Updated: Aug 2
Learning when enough is enough
The OP-1, and lower piano strings
Logic Pro X DAW
Beyerdynamic DT880 Pro headphones
Impulse and Inspiration:
For the last five-ish years especially, i've been deeply inspired by the work of Nils Frahm and Olafur Arnalds If you don't know, they are two of the more prominent neo-classical musicians working today. They both have a rich and deep history of classical music training, as well as a more recent journey into the land of synthesizers and beat making.
Nils Frahm's album Felt was a huge mind expander for me, in the cinematic and emotional potential of piano music. I had taken some lessons in my childhood on keyboard and dabbled here and there, but listening to this album in all its textural richness showed me that there were worlds available within the instrument that I had never considered. I think this was the case for a lot of musicians. The piano itself was treated with strips of felt or other fabric to create a dampened sound, adding layers of texture and soft tapping to the already rich melodies and harmonies. I'm still trying to uncover the secrets of how he was able to both record and mix songs that are so precise (of course due to his excellent musicianship), well balanced in the sonic spectrum, full of rich bass without being too overbearing, while also having such high-end clarity and satisfying airiness. Some secrets to his success seem to be in the use of reel-to-reel tape machines to achieve unique white noise textures, close micing to create intimacy with the instrument, and using analogue synthesizers sparingly to add depth, layers, and subtle fullness. His use of layers of sound is so understated and yet (and because of being understated) carries a high level of power and potency.
The album that Nils and Olafur did together called Trance Friendz is by far and away my favorite and most impactful "improvised studio album." The coming together of these two passionate creators creates a really incredible and down to earth synthesis of idea and inspiration, not to mention highly cultivated talent. Again, we see texture and subtlety come together to create pieces that are experimental, rich with sonic pleasure and textural tingles, as well as simple sweet melodies that carry the listener like lullabies.
the piano, treated with felt to dampen the strings and create a softer sound with more texture
The process of learning music more deeply and working to find my voice as a musician has at times been a frustrating and confusing path, yet as I learn to let go and allow things to flow, I can be surprised with simple melodies that emerge from another place entirely, outside of my will, or personality desire to create something "good." When I look at the desire to make something good, to be better, it's to live up to the feeling that I have potently received from musicians like Olafur and Nils. In the desire to be better is also the belief that I am not good enough as I am, that I need to get somewhere, that I need to improve, or acquire skill, to be adept, to be a master.

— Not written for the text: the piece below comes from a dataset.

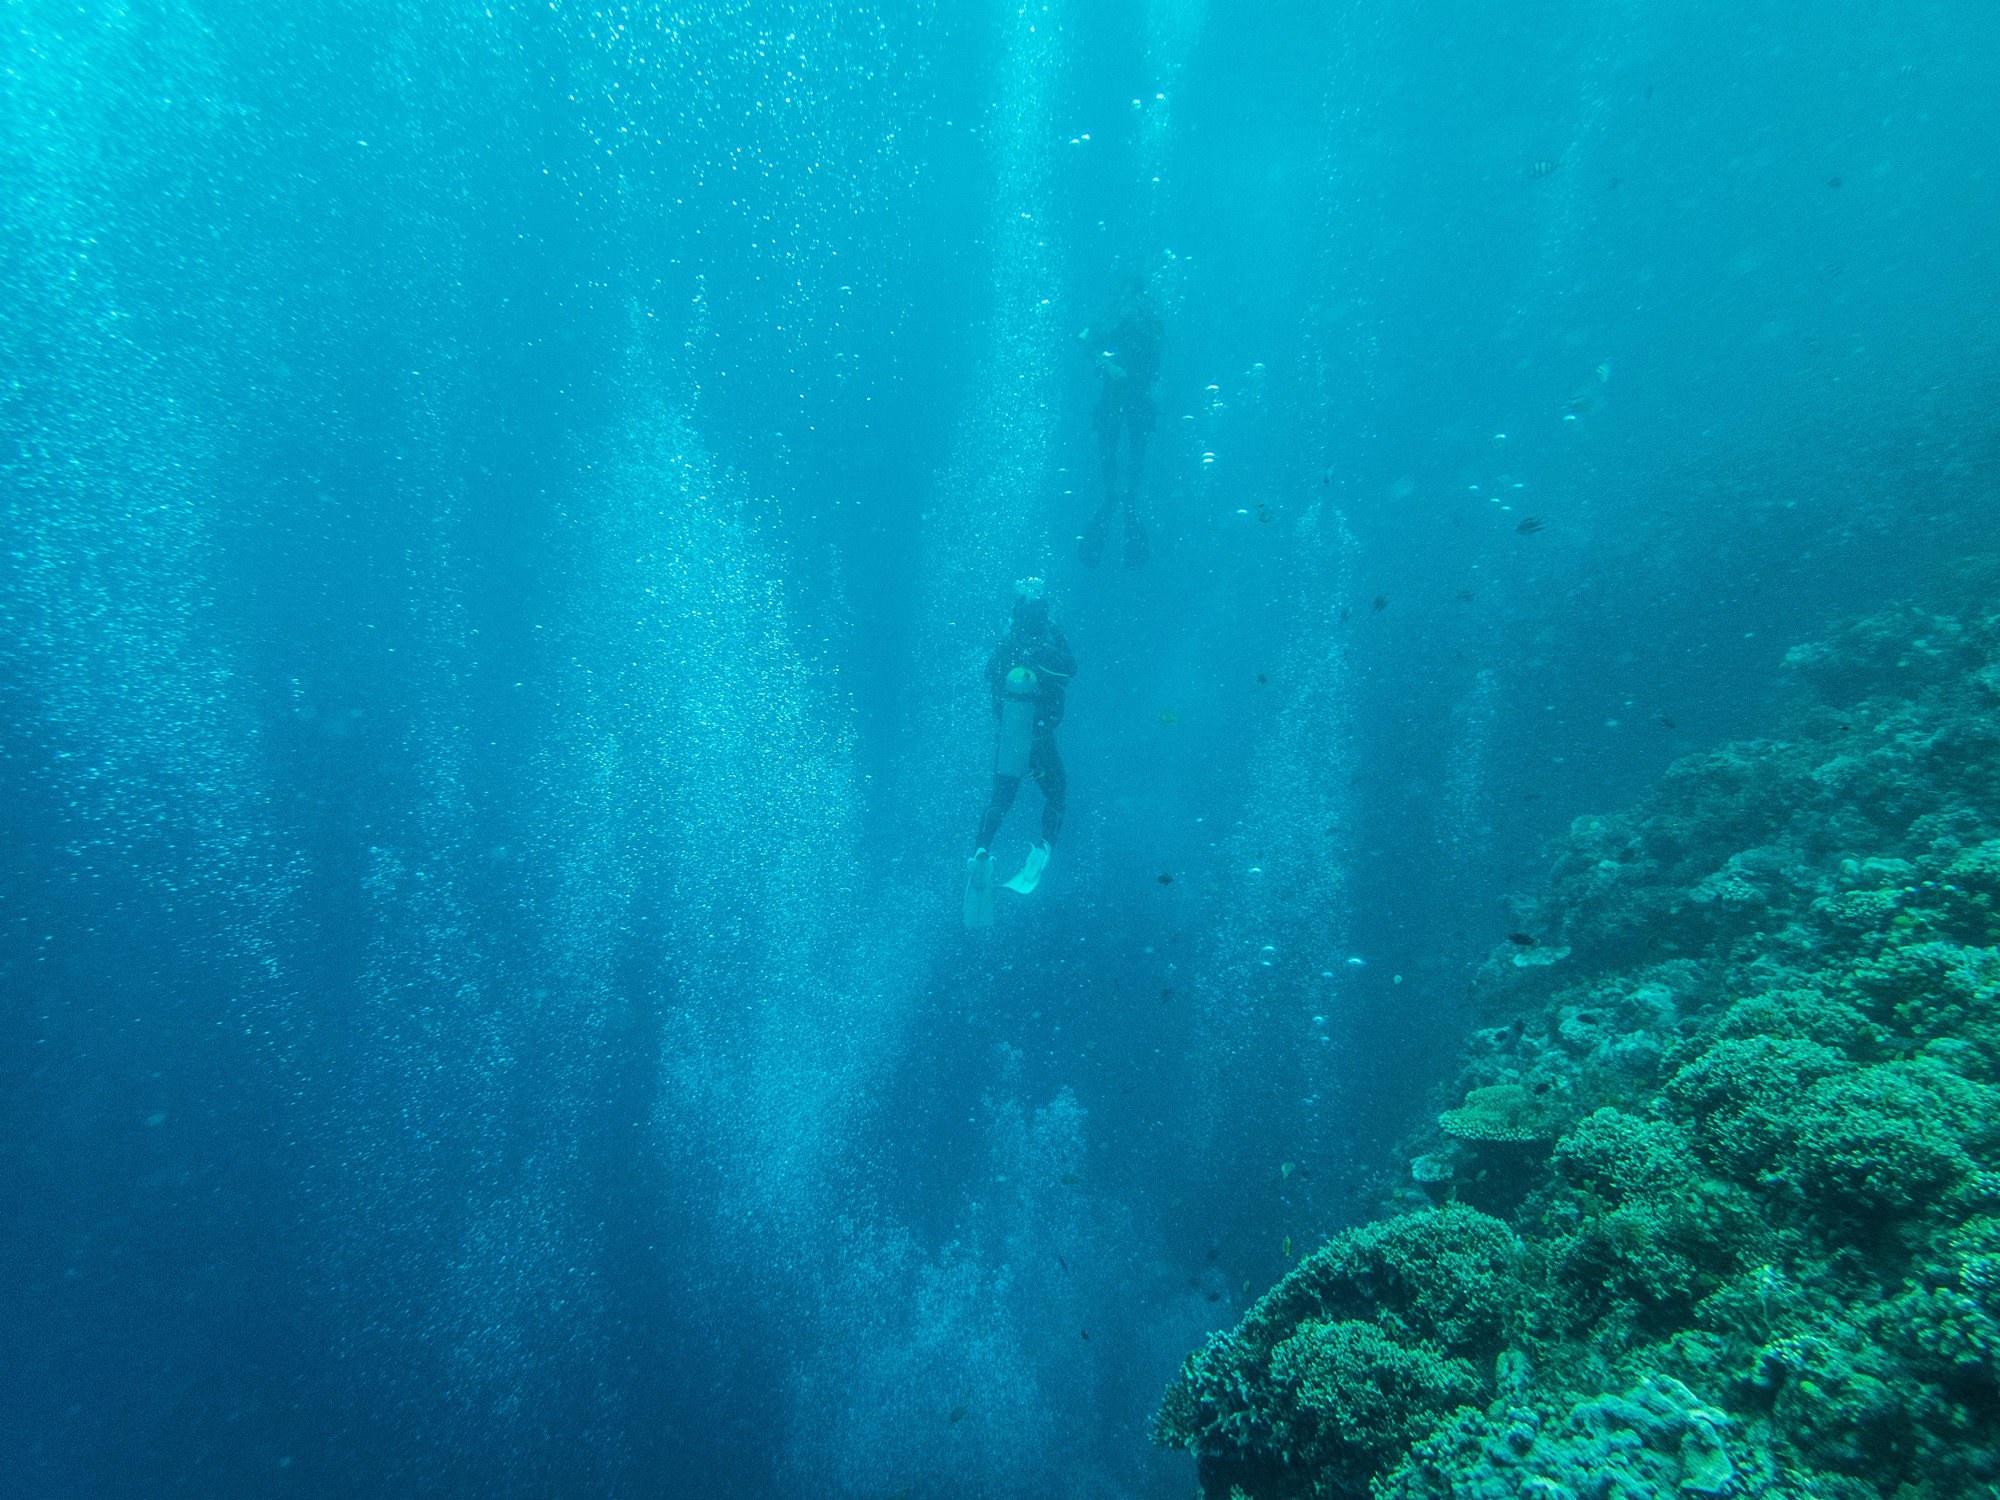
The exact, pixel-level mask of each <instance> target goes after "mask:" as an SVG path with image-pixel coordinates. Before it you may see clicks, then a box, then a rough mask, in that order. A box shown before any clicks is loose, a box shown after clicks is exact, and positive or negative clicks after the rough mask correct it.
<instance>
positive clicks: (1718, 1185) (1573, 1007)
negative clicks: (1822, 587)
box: [1154, 608, 2000, 1500]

On the lighter side, the desire to be good or better is also the wish or longing to be in deep communion with the music and the mechanics of creating beautiful and true things. By training and practicing, I can more easily move through the notes. So, music is always a process of both learning more skill, and also letting whatever skill I have acquired be "enough" in the act of creation. In order to create something good or beautiful, I seem to need to enter into the music recording with the feeling that whatever I have is enough, for now. I can acquire more skill later, yes, and maybe indefinitely. But for now, this song, this moment: I will use what I have and let it be enough.
Petunia, who likes to be around when i'm creating music. She helps.
I seem to be interested in these composition ideas that involve the spine of a single note. In this case the note is E flat. The chord progression is a continuous loop: I - III - iv - IV (E flat - G - C minor - A flat)
The repetitive chord progression is a soothing loop and one that I notice Nils and Olafur using in their works. There's a belief that I (and probably others) have that says that the music needs to be really complex and go through all kinds of key changes and such. Songs like this remind me that simple music is beautiful, exactly in it's simplicity. I think it's challenging to make simple music because of that motion toward doing More all the time. More, more, more. It gets quite tiring, because there can always be more notes and chords and changes. This kind of music, when I really pay attention to how it makes me feel, isn't the kind of music I want to be listening to very often. It's interested intellectually and occasionally will make me feel something nice, but in terms of what music do i want around often, or what music wants to be the frequent tapestry of my day, it's usually more simple and mellow music that sort of supports me, like floating down a nice river in nature.
At the end, one piano track does a riff on a mixolydian scale. I think it creates a nice, open and spacious feeling.
I'm enjoying the process of writing all these things down because it gives me the clarity and knowing back, of how much there is hidden within each piece of music. Every time I go to create, I'm bringing all kinds of pieces and feelings from the day, whether they be challenges or joys - the practice for me is to keep returning and keep cultivating a feeling of being at home in the music, and pieces like this help remind me that the vibrations and the act of creation can be relaxing, soothing, contemplative,
I hope this gives you a little window into my word, and maybe helps you face your own creative joys and demons with a little more grace, ease, and enjoyment.